Wednesday, July 30, 2008
An Enigma for a Congressman
I'm going to be honest: I don't know what to think of Paul Broun (pictured here with Coach Richt).
Like many on July 15, I was surprised by his easy defeat of Republican primary challenger Barry Fleming, despite the dirt Barry and his crew dug up on him. Surely he had a mandate, as he had run a strong, grassroots campaign. Voters clearly rejected the business-as-usual negative campaigning model employed by Fleming's team (it is curious to note that Dr. Broun's own campaign website still references Fleming's attacks).
But what should have been a triumphant month has played out like a train wreck. First, stories emerge that he has used nearly half of his office's entire budget on "franking" costs to mail flyers out to his district to "educate" voters. Based on the results of the election, it now looks like needless spend. More importantly, to many, it looks like a thinly veiled use of taxpayer dollars to campaign.
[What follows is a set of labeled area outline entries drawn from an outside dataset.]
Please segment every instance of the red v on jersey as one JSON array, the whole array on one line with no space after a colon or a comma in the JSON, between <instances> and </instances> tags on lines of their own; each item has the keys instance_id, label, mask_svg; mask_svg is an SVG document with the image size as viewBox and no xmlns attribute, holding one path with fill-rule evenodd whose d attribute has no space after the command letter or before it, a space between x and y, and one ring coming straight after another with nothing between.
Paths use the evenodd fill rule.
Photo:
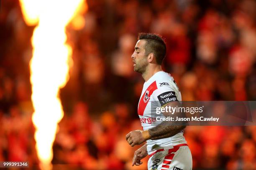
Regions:
<instances>
[{"instance_id":1,"label":"red v on jersey","mask_svg":"<svg viewBox=\"0 0 256 170\"><path fill-rule=\"evenodd\" d=\"M139 102L138 107L138 115L141 116L143 115L144 111L148 104L148 100L149 100L149 98L151 95L156 89L157 89L157 86L156 85L156 82L155 81L149 85L147 89L145 90Z\"/></svg>"}]
</instances>

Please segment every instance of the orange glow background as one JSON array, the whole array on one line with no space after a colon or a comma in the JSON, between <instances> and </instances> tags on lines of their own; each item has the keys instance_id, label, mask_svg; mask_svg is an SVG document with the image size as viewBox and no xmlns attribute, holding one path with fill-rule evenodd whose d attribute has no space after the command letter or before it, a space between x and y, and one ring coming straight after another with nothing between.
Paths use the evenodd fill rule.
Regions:
<instances>
[{"instance_id":1,"label":"orange glow background","mask_svg":"<svg viewBox=\"0 0 256 170\"><path fill-rule=\"evenodd\" d=\"M0 2L0 161L28 161L39 169L31 66L36 49L31 40L44 4L30 2L33 8L22 8L18 0ZM56 120L52 128L51 115L36 121L52 136L56 133L47 162L53 169L146 168L147 158L131 167L138 148L125 140L128 132L141 129L136 110L144 82L131 58L138 32L166 38L163 68L174 78L183 100L256 100L255 1L81 2L84 5L69 15L62 30L56 24L69 17L54 16L61 13L63 2L45 4L54 10L45 20L47 30L38 37L41 60L34 68L43 72L35 77L39 92L53 94L55 100L39 95L36 102L48 102L41 106L44 113L59 113L51 119ZM58 37L61 47L55 46ZM56 56L64 57L57 60ZM50 106L54 102L59 111ZM187 127L193 169L256 169L256 132L254 126Z\"/></svg>"}]
</instances>

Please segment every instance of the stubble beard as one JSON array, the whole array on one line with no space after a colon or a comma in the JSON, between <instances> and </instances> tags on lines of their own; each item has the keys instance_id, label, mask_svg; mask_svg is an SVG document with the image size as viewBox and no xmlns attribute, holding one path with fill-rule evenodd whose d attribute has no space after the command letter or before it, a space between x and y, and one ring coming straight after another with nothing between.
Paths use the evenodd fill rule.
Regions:
<instances>
[{"instance_id":1,"label":"stubble beard","mask_svg":"<svg viewBox=\"0 0 256 170\"><path fill-rule=\"evenodd\" d=\"M133 69L134 71L141 74L143 74L145 72L148 64L146 63L142 64L136 64Z\"/></svg>"}]
</instances>

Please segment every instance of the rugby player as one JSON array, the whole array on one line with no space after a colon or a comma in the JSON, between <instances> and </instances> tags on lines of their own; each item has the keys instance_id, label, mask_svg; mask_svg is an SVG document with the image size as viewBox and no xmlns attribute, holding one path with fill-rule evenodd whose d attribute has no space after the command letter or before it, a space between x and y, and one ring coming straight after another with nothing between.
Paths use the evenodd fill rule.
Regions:
<instances>
[{"instance_id":1,"label":"rugby player","mask_svg":"<svg viewBox=\"0 0 256 170\"><path fill-rule=\"evenodd\" d=\"M161 70L165 42L160 35L148 33L139 33L138 40L131 58L134 71L141 73L145 81L138 107L143 130L130 132L126 138L131 146L146 142L135 151L132 166L141 165L141 160L148 155L148 170L192 170L191 153L183 136L185 126L172 121L158 123L151 113L153 102L160 108L175 107L182 100L173 78ZM167 117L171 113L160 115Z\"/></svg>"}]
</instances>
Then the AJC says in a front page story what many politically savvy observers in the district have been whispering for the past year -- that without broad agreement among all congressmen, a personal "no earmark policy" is silly, and could be disastrous for our district, especially given the University's need for federal funds for specific research activities. And even worse, Broun and his co-horts are apparently asking our Senators to carry the water for them and ask for things anyway. If you haven't read this story, be sure to read it for an education on the practicalities of working inside the Beltway.
I still wasn't ready to pile on and write about all this, but today it came to light that apparently Rep. Broun's chief of staff has resigned. Now perhaps, given all of the above, this will be a good thing, but the turmoil is worrisome. Paul Broun seems to be an enigma. Or perhaps even a riddle wrapped in an enigma and shrouded in mystery.
But I for one am struggling to have an enigma for a congressman. Part of me likes having a strong conservative with a maverick streak representing our district. He seems to be responsive to constituents and has stayed engaged locally. He also seems to be a nice man personally when I have met him (I have not had any extended interaction with him personally or politically). But another part of me worries about his effectiveness as an advocate for the needs and causes of voters and institutions in the district. While principles are great in politics, there are times when rhetoric must be put aside and the art of compromise must be employed.
Can someone solve the riddle for me?